Durante años sectores de la Democracia Cristiana han venido reclamando la realización de un nuevo congreso que, de acuerdo a los estatutos, debió celebrarse el año 2010. Veían que los vertiginosos cambios habidos en el país justificaban una reflexión colectiva que permitiera adecuar la organización a las nuevas demandas de la sociedad chilena. Pese a las fuertes convulsiones sociales del 2011, un hecho que alteró el curso de los acontecimientos, esta solicitud no fue acogida, como no lo fue la demanda de efectuar el evento antes de las próximas elecciones de mesa.

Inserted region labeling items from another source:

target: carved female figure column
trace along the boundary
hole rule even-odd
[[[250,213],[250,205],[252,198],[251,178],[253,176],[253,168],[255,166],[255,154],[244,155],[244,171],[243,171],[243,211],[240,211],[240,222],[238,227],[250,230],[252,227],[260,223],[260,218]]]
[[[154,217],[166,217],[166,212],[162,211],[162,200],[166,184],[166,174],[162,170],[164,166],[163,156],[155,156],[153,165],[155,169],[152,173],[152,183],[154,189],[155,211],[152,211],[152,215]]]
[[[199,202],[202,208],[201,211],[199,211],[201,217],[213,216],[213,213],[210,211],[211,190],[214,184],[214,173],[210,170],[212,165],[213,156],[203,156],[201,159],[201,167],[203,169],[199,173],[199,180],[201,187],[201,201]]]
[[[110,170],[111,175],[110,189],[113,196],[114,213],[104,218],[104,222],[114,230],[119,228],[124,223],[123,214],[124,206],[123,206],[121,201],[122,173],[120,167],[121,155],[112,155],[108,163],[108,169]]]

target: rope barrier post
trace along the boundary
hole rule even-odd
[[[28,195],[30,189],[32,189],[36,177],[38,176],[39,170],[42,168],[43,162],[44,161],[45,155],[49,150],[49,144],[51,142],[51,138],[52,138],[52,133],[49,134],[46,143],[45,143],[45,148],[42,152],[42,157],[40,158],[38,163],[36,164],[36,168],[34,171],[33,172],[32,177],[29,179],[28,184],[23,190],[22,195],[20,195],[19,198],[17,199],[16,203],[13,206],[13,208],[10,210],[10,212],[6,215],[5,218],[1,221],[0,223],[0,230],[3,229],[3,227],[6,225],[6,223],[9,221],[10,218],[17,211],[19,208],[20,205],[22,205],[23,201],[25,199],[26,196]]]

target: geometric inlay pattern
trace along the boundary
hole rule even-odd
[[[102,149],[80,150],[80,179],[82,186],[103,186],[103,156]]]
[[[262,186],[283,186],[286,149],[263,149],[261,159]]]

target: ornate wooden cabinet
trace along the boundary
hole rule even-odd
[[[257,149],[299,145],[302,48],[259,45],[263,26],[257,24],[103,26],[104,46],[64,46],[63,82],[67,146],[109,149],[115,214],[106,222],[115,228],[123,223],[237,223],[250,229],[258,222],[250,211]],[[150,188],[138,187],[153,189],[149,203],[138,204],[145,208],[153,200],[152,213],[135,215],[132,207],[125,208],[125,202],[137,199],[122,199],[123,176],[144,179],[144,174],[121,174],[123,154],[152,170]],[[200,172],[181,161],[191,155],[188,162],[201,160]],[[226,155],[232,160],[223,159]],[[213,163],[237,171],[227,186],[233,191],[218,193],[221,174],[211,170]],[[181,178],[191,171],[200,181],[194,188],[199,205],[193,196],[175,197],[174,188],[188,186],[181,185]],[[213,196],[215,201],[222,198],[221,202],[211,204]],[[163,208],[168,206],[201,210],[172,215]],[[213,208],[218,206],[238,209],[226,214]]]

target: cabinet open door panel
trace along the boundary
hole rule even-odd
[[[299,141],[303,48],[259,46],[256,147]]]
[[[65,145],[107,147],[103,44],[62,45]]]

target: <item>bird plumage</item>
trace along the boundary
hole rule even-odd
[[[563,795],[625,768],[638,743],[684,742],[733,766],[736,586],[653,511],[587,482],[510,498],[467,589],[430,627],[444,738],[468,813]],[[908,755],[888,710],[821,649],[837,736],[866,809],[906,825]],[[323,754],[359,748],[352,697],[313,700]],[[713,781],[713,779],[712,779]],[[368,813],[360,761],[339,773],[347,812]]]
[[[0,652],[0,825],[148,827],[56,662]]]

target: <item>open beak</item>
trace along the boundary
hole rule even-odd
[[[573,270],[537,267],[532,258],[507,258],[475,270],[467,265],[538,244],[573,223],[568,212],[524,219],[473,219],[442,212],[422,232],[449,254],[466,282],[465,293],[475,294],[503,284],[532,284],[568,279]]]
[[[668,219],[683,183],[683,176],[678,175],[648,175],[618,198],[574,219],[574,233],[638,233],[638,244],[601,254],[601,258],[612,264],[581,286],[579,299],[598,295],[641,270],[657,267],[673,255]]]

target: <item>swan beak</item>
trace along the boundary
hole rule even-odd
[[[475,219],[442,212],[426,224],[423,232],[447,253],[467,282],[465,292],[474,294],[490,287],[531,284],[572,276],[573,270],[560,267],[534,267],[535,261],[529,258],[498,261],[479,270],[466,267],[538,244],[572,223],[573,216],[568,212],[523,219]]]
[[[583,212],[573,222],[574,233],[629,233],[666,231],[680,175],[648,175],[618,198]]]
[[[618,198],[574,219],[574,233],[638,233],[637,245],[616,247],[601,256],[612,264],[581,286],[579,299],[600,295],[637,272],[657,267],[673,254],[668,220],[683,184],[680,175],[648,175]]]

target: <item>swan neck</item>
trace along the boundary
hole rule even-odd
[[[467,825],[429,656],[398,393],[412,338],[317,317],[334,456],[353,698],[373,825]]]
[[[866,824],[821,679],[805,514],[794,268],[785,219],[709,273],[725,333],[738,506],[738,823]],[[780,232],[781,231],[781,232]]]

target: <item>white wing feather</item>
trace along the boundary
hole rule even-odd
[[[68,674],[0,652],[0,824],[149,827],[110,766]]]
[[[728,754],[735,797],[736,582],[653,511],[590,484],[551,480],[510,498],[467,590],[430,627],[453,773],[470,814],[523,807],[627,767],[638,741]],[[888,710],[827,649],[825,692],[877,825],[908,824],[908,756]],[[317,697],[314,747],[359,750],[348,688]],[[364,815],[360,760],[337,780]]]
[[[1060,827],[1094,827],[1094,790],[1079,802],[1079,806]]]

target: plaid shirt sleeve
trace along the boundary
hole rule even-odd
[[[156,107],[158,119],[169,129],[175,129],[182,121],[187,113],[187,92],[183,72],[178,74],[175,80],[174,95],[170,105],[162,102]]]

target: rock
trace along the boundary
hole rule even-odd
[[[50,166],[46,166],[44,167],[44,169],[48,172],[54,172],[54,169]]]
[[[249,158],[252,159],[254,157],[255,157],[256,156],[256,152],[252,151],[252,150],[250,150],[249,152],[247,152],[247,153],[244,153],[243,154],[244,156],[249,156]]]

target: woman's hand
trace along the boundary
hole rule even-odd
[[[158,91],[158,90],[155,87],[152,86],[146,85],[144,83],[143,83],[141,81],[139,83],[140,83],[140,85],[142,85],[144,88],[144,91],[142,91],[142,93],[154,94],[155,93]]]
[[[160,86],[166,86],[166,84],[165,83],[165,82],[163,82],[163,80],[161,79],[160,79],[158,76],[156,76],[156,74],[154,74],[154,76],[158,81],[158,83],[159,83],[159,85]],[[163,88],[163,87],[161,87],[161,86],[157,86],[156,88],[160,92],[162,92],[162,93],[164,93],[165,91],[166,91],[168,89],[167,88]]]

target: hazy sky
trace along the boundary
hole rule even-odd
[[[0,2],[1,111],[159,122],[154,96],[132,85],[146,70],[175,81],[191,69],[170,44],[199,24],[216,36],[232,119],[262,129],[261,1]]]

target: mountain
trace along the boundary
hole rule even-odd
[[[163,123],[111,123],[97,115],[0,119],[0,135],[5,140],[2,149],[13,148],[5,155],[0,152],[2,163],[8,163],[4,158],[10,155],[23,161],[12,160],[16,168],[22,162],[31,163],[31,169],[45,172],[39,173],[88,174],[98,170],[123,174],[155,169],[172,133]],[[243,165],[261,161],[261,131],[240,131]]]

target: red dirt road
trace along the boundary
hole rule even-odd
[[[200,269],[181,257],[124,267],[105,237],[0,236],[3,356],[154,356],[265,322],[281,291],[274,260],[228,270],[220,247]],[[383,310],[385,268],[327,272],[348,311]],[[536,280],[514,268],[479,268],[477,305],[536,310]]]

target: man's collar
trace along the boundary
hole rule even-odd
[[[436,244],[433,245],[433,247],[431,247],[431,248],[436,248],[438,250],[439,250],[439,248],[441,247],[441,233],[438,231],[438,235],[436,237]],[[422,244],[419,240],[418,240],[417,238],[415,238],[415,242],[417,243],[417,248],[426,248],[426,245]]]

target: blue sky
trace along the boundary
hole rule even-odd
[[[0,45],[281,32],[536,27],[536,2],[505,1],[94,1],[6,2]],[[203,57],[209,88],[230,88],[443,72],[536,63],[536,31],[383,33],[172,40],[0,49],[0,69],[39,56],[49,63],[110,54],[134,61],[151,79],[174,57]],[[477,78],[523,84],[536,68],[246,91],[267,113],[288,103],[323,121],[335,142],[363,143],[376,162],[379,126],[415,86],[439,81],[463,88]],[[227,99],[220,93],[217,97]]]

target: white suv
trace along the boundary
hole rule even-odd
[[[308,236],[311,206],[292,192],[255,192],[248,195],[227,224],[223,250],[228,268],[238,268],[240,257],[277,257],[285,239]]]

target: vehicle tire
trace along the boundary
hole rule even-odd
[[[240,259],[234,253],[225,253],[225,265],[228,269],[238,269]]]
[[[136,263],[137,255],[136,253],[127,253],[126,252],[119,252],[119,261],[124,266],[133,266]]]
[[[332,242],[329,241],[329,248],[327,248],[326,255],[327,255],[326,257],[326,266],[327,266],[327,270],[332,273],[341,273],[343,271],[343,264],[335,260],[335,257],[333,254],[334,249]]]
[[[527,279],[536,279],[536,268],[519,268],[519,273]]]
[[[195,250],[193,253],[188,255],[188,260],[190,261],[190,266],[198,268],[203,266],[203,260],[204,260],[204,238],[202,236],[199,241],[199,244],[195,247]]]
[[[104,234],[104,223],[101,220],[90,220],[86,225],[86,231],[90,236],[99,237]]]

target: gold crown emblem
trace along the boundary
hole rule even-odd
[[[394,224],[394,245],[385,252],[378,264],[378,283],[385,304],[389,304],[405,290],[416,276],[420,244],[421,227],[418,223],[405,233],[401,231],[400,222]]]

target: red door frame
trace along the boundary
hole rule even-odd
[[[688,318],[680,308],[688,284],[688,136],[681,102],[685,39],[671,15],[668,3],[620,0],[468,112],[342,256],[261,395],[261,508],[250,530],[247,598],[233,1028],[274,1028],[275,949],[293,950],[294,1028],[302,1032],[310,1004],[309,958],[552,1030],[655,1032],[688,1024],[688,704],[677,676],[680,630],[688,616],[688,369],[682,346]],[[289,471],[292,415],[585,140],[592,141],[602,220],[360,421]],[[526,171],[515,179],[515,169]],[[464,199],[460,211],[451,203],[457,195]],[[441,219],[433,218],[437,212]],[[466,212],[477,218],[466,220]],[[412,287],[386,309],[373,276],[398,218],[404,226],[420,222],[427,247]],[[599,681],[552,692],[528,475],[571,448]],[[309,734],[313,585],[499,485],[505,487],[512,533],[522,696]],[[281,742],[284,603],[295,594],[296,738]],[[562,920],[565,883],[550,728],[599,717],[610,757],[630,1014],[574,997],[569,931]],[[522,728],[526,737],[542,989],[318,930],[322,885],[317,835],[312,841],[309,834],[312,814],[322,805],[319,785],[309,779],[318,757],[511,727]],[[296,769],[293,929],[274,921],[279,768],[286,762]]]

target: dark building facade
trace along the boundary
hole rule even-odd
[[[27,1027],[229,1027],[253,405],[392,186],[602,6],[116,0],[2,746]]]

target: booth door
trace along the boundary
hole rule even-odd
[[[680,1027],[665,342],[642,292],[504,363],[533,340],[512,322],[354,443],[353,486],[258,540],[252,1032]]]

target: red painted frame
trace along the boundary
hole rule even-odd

Siempre se temió que perturbara el consenso imperante, como habría de afectarlo en la práctica el congreso de 2007, cuyas resoluciones se han venido imponiendo por el peso de la coyuntura y a contrapelo de la dirigencia. Un botón basta de muestra. La Democracia Cristiana respaldó el programa de gobierno en las tres causales que contemplaba la despenalización de la interrupción voluntaria del embarazo. Hoy la colectividad desea introducir matices a la propuesta del Ejecutivo, incluso algunos parlamentarios ponen en cuestión la adhesión del partido al programa. No obstante en su V Congreso el PDC fue claro en admitir la existencia de mecanismos de discernimiento para resolver los casos excepcionales y complejos que se presentan desde el punto de vista médico. Y nadie podría sostener que no deliberó «en conciencia».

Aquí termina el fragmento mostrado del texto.